Photographer and provocateur Ren Hang’s photographs may have raised eyebrows in his native China, but elsewhere his erotic, boundary-pushing nudes been so celebrated that they’ve landed him an exhibition at Amsterdam’s excellent Foam museum. 

Above

Teiji Furuhashi (Japanese, 1960–1995). Lovers. 1994. Computer controlled, five-channel laser disc/sound installation with five projectors, two sound systems, two slide projectors, and slides (color, sound). Overall 32′ 10″ × 32′ 10″ (1000 × 1000 cm). The Museum of Modern Art, New York. Gift of Canon Inc., 1998. © 2016

Teiji Furuhashi: Lovers
Until April 16, MoMA, New York

This multimedia installation by Japanese artist Teiji Furuhashi spans an entire room in its first presentation since the artwork’s inaugural 1995 exhibition. Projections of the artist and Kyoto collective Dumb Type in life size ghost-like flit across the walls in looped sequences. Made a year before Furuhashi died of an AIDS-related illness, Lovers considers “the theme of contemporary love in an ultra-romantic way.” 

Above

Figure Studies, 1943
Pencil, wax crayon, coloured crayon and watercolour wash on paper © The Henry Moore Foundation Courtesy Henry Moore Family Collection and Hauser & Wirth

Henry Moore Family Collection: Myths & Poetry
20 January – 11 March, Hauser & Wirth, Zürich

This exhibition at Hauser & Wirth Zürich, focuses on Henry Moore’s early drawings and etchings inspired by poetry and myth. With poetry magazine covers and poems created for specific poems among other things, the show explores the more graphic side of Moore’s practice. It’s been curated by his daughter, Mary Moore. 

Above

© John Baldessari. Courtesy of Marian Goodman Gallery London.
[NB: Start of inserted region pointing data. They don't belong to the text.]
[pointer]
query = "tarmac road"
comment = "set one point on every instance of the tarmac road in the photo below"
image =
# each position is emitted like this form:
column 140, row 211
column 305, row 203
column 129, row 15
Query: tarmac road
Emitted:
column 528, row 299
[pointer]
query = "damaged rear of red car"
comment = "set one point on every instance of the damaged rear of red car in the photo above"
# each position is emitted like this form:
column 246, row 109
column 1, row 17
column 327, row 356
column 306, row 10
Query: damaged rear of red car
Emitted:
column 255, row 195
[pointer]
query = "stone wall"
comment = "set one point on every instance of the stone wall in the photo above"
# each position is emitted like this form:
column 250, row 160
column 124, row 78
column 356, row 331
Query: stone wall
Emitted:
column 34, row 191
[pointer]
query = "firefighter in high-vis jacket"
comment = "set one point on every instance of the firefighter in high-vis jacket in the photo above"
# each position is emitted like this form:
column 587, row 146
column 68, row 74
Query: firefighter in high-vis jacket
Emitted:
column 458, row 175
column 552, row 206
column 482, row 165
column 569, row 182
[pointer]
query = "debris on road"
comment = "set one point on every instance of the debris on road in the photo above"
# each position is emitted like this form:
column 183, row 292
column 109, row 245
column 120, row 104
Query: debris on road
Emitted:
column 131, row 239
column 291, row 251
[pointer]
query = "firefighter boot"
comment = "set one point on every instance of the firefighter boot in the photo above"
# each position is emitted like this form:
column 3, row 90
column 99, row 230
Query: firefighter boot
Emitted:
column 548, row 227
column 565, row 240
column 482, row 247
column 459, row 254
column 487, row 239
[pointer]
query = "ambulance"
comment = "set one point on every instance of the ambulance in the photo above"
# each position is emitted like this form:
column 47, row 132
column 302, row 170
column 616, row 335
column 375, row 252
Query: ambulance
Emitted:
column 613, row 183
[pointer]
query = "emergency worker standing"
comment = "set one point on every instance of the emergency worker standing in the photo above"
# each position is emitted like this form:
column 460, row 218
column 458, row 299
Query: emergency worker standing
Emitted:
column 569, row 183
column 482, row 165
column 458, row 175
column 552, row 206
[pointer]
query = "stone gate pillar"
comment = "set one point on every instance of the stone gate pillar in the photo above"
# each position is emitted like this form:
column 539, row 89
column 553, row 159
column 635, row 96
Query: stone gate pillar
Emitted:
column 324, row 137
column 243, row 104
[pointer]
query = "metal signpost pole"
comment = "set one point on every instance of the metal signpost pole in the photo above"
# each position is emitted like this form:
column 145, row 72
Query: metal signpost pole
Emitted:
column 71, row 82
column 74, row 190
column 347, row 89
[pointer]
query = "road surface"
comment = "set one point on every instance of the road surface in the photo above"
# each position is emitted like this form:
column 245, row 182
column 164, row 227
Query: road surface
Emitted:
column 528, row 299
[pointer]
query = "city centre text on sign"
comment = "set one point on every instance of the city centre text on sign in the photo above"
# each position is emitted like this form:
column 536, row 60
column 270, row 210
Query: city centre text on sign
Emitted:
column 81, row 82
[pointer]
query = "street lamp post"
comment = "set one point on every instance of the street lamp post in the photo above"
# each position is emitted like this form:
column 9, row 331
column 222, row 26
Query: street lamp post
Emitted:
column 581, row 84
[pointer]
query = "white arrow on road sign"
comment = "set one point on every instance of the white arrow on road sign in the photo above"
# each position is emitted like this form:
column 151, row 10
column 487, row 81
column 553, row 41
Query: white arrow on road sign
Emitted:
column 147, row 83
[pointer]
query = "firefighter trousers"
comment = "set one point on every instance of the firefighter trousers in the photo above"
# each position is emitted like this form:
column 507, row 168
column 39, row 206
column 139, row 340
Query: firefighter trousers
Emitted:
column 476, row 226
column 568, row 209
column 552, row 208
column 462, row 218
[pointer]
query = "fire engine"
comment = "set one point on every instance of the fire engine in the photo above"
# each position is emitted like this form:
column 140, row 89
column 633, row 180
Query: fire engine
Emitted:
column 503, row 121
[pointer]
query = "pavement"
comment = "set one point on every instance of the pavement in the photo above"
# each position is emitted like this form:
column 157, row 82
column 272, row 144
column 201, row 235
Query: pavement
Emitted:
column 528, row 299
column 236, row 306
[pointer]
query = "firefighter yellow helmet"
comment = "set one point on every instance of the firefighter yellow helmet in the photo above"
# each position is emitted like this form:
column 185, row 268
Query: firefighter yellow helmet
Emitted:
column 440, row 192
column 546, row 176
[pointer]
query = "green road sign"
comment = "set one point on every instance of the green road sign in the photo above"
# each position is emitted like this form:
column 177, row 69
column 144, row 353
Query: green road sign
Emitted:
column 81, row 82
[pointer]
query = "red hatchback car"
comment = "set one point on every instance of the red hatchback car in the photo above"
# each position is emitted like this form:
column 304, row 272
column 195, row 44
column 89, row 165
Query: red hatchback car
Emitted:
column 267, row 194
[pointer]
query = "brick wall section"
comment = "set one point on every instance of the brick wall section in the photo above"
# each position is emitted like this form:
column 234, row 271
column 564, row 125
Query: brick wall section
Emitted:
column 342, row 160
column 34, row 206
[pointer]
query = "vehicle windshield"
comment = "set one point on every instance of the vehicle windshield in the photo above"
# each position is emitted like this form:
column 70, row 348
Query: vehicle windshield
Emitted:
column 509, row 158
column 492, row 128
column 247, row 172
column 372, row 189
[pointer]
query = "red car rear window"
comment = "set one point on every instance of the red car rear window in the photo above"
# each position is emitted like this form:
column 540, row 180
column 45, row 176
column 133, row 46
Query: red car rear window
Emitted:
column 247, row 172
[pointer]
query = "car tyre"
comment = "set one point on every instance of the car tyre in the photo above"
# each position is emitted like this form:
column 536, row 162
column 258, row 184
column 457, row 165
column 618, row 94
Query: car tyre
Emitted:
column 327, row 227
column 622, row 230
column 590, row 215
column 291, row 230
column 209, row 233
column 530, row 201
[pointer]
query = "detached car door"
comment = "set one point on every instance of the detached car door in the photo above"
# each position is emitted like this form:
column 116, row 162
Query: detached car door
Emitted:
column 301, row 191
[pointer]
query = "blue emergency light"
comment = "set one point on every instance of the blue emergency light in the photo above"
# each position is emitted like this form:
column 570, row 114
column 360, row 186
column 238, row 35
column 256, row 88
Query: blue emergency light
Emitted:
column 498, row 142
John Baldessari: Miro and Life in General
10 January – 25 February, Marian Goodman Gallery, London

American conceptual artist John Baldessari is known for his appropriation of found photography and image. In this show at Marian Goodman, John has paired a series of Hollywood films with a painting by Spanish surrealist artist Joan Miró. 

Alex Webb
Until 25 February, Robert Koch Gallery, San Fransisco

The Robert Koch Gallery presents Magnum photographer Alex Webb’s La Calle, which coincides with the recent release of the monograph La Calle: Photographs from Mexico. Webb says, “We come from a culture that in its roots comes out of Protestantism, capitalism and individualism… Mexico’s roots lie in Spanish Catholicism, the indigenous world and a communal culture. Mexican culture seems to embrace mystery.” This body of work saw the photograph short from monochrome to lush and deeply colour-saturated street photography and presents the unique cultural and social history of Mexico from the artist’s perspective.

Gee Vaucher Workshop
Until 19 February, Firstsite, Colchester, Essex

As part of the Gee Vaucher exhibition at First Site Colchester, the gallery is providing a drop-in, self-led workshop everyday for the duration of the exhibition. All materials will be provided. 

Tess Redburn: Layout, Location, Function
16 January – 16 March, The Hoxton, London

The exhibition features a series of ten paintings exploring the sculptural qualities of modern architecture, from the iconic “desert modernism” of Palm Springs, to the appearance of architecture in film and London Brutalism.